Tessil / robin-map

C++ implementation of a fast hash map and hash set using robin hood hashing

Geek Repo:Geek Repo

Github PK Tool:Github PK Tool

Maybe it would make sense for the self-insertion/emplacement to work (suggestion)

Predelnik opened this issue · comments

Currently the following code leads to crash/undefined behavior with tsl::robin_map:

int main ()
{
  tsl::robin_map<int, std::string> v;
  v[0] = "23";
  for (int i = 2; i < 3300; ++i)
    v[i] = v[0];
}

It happens because we pass the reference to our own element which gets destroyed during reallocation and since construction happens late it leads to the unfortunate results. I understand that this might be a design decision to treat it as UB however I have the following reason for suggesting to fix this:

  1. It works fine with node-based (std::) maps.

  2. It works with std::vector. I can't quote standard paragraph exactly but here's link to the statement from Microsoft of fixing this problem in their implementation https://devblogs.microsoft.com/cppblog/stl-fixes-in-vs-2017-rtm/ (Fixed aliasing bugs)

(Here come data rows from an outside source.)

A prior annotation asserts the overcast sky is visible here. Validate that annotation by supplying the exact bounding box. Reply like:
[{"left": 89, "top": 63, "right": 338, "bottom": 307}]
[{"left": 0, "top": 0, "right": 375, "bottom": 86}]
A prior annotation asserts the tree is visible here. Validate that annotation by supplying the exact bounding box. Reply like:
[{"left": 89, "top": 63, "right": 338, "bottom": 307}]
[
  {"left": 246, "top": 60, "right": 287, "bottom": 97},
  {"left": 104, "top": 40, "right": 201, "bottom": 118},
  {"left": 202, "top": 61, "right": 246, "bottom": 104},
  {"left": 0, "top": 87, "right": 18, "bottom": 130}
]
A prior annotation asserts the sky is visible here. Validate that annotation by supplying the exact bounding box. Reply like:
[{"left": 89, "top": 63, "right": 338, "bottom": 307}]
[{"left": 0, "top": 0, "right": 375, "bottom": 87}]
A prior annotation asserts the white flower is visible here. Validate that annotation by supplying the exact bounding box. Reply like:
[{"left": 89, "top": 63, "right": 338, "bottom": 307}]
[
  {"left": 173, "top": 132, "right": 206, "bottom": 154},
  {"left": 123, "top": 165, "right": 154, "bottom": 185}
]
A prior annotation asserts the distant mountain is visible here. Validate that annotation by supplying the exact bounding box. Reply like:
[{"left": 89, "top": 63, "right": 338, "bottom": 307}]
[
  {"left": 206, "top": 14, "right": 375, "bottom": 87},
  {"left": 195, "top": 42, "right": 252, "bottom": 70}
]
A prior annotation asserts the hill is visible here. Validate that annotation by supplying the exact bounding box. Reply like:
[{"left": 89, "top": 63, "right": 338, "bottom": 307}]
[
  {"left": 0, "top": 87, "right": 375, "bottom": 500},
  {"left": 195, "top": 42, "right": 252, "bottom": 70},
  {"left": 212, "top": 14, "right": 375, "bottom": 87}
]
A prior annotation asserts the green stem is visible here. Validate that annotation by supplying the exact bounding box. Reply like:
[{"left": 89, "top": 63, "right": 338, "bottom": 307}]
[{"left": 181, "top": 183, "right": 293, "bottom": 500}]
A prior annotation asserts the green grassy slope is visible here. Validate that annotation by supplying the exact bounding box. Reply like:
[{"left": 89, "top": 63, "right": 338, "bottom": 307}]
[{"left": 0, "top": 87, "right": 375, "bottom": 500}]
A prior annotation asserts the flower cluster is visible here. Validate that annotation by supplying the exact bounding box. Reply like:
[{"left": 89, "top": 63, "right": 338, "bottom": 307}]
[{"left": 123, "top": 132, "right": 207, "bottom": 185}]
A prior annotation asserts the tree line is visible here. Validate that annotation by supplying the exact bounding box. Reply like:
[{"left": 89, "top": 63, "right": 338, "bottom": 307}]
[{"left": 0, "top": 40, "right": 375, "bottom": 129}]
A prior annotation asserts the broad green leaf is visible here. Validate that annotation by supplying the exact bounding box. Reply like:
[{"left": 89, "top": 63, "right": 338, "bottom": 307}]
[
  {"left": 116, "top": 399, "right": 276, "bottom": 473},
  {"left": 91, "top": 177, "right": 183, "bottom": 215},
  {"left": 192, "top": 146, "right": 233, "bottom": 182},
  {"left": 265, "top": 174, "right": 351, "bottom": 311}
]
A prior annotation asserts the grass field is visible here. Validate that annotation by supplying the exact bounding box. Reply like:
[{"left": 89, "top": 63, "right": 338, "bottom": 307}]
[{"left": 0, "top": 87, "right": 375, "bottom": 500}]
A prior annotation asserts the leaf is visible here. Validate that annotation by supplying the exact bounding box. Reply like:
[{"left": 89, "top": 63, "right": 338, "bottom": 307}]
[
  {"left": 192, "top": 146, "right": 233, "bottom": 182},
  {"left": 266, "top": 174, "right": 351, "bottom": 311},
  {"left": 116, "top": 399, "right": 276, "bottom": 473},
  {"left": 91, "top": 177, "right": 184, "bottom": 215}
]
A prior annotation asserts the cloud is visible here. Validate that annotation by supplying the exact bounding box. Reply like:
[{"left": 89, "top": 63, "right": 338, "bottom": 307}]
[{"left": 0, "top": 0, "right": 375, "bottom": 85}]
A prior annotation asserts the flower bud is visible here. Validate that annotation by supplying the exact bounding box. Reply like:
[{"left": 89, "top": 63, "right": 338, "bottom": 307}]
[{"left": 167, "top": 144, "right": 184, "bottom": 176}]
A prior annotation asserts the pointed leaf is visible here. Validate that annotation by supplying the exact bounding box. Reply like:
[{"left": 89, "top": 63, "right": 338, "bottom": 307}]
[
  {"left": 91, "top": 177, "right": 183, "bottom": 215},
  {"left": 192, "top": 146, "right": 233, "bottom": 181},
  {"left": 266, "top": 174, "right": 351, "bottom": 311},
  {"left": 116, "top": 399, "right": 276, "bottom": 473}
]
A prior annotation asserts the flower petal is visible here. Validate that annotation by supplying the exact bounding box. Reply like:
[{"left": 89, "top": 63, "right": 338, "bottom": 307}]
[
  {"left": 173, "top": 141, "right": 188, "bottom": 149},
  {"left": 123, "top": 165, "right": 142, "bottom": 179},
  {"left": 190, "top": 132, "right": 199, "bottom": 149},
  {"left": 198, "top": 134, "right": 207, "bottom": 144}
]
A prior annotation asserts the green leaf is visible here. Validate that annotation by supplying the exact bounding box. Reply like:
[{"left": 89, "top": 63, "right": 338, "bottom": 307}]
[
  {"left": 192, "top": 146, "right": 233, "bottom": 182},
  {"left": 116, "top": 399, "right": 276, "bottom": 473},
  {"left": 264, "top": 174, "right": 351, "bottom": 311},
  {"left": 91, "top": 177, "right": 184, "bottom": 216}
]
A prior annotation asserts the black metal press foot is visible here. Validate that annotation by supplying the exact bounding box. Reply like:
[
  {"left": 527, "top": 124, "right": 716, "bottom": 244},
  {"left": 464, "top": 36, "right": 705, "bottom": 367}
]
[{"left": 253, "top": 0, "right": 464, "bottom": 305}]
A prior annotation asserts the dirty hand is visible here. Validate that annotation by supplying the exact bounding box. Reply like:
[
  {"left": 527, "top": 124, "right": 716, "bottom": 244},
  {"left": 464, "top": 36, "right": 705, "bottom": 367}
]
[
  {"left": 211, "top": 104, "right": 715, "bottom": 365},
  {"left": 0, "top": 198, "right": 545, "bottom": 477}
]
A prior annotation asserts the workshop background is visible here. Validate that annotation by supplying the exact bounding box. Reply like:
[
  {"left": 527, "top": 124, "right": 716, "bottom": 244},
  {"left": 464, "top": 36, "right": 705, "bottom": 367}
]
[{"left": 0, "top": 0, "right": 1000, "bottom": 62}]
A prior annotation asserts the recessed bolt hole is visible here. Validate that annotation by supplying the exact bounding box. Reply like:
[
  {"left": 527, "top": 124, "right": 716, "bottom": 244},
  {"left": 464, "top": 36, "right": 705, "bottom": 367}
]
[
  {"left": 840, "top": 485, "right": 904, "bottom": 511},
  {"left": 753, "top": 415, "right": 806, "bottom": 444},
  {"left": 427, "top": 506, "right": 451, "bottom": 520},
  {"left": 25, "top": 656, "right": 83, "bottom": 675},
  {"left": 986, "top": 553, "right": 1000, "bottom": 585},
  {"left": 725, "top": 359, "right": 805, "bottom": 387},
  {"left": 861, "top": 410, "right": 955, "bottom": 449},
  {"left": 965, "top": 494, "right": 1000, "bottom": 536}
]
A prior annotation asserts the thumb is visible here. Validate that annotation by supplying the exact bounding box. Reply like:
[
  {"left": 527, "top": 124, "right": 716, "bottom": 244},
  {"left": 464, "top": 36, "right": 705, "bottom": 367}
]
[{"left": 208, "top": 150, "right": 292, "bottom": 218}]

  3. It actually seems to be much more frequent operation for unordered map rather than for vector, simply copying a past value to the newly created field feels like natural operation in many cases.

  4. A fix seems to be the same as for vector since it is the structure robin map built upon so should not be that hard to implement.

Hi,

Thank you for the suggestion.

It's effectively an undefined behaviour. As specified in the documentation, any operation modifying the hash map may invalidate the iterators and references to the objects in the hash map. The v[i] operation may thus invalidate the v[0] parameter that it gets by reference.

I didn't know that v.push_back(v[0]) with an std::vector was allowed when v.capacity() == v.size(), I thought it was an undefined behaviour.

I have to see how this can be done as there are two problems:

  • A rehash may occur invalidating all the references to the elements in the hash map
  • A element in the hash map may change of place (and thus invalidating any reference to the element) due to the robin hood hashing mechanism. The inserted element may "steal" the bucket of an element and we then have to move the element that was in the bucket further away.

I have to think a bit if it can be done and how this can be done efficiently and come back to you in a couple of days.

For the second point I can just check if the element in the bucket I'm stealing hasn't the same address as the one I want to insert.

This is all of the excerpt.